Meredith College competed in the 2019 Ethics Bowl, hosted by the N.C. Independent Colleges and Universities, and made it to the semi-finals.
Students from 22 campuses across North Carolina participated in the event, which was held in February at the North Carolina Legislative complex. The theme was “Ethics in the Environment.” This was the eighth annual Ethics Bowl.
Each Ethics Bowl team consists of up to six students. Campus coordinators work with the students to prepare them for the competition, which consists of four rounds over the two days, plus semi-final and final rounds. In each round, a specially developed case study outlining a complex ethical situation related to the environment was presented to the teams for debate. The round was awarded to the team that made the most sound, persuasive presentation. Approximately 60 business, non-profit and government professionals served as judges and moderators.

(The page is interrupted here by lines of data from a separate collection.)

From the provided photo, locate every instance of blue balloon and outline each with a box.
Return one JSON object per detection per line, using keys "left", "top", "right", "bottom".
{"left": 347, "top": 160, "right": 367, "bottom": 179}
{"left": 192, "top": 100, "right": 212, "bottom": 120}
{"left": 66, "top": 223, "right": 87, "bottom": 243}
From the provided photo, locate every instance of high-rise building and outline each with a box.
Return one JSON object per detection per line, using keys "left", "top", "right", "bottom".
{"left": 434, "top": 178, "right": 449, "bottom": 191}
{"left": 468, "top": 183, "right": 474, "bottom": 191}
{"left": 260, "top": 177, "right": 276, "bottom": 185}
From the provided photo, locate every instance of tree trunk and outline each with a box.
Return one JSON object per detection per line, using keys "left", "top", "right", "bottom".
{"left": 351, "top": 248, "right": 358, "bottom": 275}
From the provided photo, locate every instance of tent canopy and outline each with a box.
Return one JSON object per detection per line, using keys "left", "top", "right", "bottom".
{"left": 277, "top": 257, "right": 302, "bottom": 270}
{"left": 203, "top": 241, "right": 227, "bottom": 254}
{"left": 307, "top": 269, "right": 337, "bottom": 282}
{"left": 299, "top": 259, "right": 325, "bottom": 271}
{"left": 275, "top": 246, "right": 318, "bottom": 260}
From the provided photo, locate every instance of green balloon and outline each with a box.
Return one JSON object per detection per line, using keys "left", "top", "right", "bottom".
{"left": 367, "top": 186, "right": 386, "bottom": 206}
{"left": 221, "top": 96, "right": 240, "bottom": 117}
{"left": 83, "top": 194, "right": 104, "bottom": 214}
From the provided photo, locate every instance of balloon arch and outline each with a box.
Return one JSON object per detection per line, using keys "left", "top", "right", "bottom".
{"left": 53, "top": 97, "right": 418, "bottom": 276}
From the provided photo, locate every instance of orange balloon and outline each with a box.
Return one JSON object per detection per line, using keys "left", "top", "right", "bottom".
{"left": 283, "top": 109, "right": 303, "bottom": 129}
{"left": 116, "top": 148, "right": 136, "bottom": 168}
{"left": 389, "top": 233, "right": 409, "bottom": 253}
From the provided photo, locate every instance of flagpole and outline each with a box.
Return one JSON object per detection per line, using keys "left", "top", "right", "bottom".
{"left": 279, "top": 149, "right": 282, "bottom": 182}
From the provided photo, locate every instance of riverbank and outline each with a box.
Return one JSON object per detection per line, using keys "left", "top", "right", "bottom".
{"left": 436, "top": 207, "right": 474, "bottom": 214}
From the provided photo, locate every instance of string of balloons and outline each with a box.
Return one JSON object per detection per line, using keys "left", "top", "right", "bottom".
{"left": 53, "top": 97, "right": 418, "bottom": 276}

The Meredith team won all four of their rounds and moved on to the semi-finals, which included the top four teams from the competition rounds. Along with Meredith, semi-finalists were Wake Forest, Catawba College, and Chowan College. Meredith was defeated by Wake Forest. Catawba was the overall winner.
Meredith team members were Caroline Garrett, ’19, Laura Jenkins, ’20, Marie Johnson, ’20, Rachel Blay, ’21, Raynor Dail, ’22, and Elinor Shelp-Peck, ’22.
Johnson, who also participated in the 2018 Ethics Bowl, says the competition allows students to apply a number of skills.
“The Ethics Bowl is a competition that tests your knowledge on ethical theories, fuels critical thinking, and lets you apply skills learned in the classroom such as communication and research,” Johnson said.
Being on the team is hard work but also fun. “We worked together so well and had so much fun together that everyone at the Ethics Bowl noticed it,” Johnson said.
First-time member Shelp-Peck was drawn to the Ethics Bowl team because of this year’s theme.
“I have a passion for environmental advocacy and was really excited about the opportunity to learn more,” she said. “To be part of this team was amazing. I cannot wait to do it again next year.”
Meredith’s team coordinators are Associate Professor of Religious and Ethical Studies Steven Benko and Director of Student Leadership and Service Cheryl Jenkins.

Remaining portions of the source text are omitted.